Inside The Mental

Silence, Stigma, Psychiatry, and LSD

Reviewed by Mariianne Mays Wiebe

Posted May 21, 2016

Author and journalist Kay Parley spent years in a mental institution, first as a patient and then as a psychiatric nurse. Her new book covers her institutionalization at Weyburn Mental Hospital in Saskatchewan — “The Mental” — after a 1948 breakdown as well as her work there from the mid-1950s and through the 1960s.

Divided into short essay-like chapters, this mix of memoir and history is fascinating because of Parley’s unique insider perspective. She entered Weyburn at a time when the asylum system was falling out of medical and political favour. Underfunding had led to abysmal conditions with a custodial rather than curative approach to patients. Complicating matters for Parley was the presence of both her grandfather, diagnosed as paranoid, and her father, institutionalized since she was six.

Parley documents shifting attitudes (including her own) towards the mentally ill. She notes the beginnings of research and improvements in treatment, including greater understanding and compassion, more precise diagnoses, and pharmacological interventions, all heralded with great optimism. “The hospital was said to have been a quiet, decent place in the 1920s, before the crowding,” she writes, “but it had had a bad reputation for two decades. In the pre-tranquilizer days there had been much violence, and much coercion.”

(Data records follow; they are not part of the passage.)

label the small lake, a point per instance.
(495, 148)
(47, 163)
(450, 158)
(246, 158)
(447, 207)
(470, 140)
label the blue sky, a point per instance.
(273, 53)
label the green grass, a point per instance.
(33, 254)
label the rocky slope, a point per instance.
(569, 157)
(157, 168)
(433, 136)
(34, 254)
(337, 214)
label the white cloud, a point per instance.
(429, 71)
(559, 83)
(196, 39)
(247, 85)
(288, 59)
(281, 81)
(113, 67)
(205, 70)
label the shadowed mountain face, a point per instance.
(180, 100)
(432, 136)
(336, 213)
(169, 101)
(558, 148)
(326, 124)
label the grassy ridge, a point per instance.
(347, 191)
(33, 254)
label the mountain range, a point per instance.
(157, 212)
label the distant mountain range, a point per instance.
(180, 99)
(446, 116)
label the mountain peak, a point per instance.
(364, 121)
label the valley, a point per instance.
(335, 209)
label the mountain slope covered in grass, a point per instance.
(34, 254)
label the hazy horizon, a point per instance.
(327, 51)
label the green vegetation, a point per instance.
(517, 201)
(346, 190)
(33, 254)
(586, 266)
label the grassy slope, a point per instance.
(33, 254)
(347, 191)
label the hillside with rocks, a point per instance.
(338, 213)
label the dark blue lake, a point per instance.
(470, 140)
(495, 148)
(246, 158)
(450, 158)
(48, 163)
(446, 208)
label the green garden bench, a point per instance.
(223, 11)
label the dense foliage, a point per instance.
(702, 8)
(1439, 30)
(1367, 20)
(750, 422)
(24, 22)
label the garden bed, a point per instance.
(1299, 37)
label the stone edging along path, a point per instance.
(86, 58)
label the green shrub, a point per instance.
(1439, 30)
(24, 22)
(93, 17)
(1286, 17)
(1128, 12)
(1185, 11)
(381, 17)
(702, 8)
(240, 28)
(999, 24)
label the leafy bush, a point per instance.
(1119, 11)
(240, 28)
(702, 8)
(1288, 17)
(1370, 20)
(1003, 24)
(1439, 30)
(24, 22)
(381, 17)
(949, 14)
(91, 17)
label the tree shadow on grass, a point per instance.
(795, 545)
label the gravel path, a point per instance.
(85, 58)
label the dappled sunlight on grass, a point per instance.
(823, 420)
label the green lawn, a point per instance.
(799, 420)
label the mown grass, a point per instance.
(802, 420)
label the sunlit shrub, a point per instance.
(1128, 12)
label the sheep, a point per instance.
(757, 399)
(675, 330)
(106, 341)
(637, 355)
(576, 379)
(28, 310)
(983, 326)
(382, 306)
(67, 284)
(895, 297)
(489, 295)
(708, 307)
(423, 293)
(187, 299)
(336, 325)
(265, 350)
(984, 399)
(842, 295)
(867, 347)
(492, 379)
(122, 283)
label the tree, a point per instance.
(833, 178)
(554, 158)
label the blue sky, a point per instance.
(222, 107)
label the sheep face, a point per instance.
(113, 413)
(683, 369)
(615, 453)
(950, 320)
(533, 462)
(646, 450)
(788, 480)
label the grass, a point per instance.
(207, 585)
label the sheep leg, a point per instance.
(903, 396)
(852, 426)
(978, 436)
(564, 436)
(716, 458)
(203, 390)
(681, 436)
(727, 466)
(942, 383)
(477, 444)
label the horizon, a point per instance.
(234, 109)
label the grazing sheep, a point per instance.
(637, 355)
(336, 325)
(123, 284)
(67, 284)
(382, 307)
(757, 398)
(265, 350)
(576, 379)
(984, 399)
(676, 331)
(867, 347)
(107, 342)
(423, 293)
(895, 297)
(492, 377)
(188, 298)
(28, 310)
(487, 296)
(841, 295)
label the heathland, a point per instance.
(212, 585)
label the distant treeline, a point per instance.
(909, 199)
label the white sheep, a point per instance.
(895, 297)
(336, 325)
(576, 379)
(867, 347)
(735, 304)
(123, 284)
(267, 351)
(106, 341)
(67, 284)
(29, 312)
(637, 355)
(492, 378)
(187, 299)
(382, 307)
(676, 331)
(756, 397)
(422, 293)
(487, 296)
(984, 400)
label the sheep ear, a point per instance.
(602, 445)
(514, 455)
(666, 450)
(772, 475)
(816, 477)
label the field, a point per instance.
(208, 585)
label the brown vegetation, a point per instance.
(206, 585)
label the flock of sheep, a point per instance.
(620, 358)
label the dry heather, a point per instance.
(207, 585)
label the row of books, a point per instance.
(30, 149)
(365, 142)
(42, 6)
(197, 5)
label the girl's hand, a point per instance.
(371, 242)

By the 1950s, a new director brought in new methods and a progressive attitude. An emphasis on medical reform, modernization, and specialized training engendered a sense of excitement and the hope of positive outcomes for patients. In 1957, the hospital received an award from the American Psychiatric Association for being the most improved North American psychiatric hospital. Parley calls it “an enlightened time when our province was willing to spend so much on the mentally ill.”

She had her misgivings about Weyburn. “It was crowded, noisy, smelly, shabby, with too much authority around and too many people who behaved in threatening or in particularly unintelligent ways. But in many ways I loved The Big Mental,” Parley writes. “We had therapists who were warm, friendly, understanding, and encouraging.” The Mental, as she poignantly notes, was home to many — including her.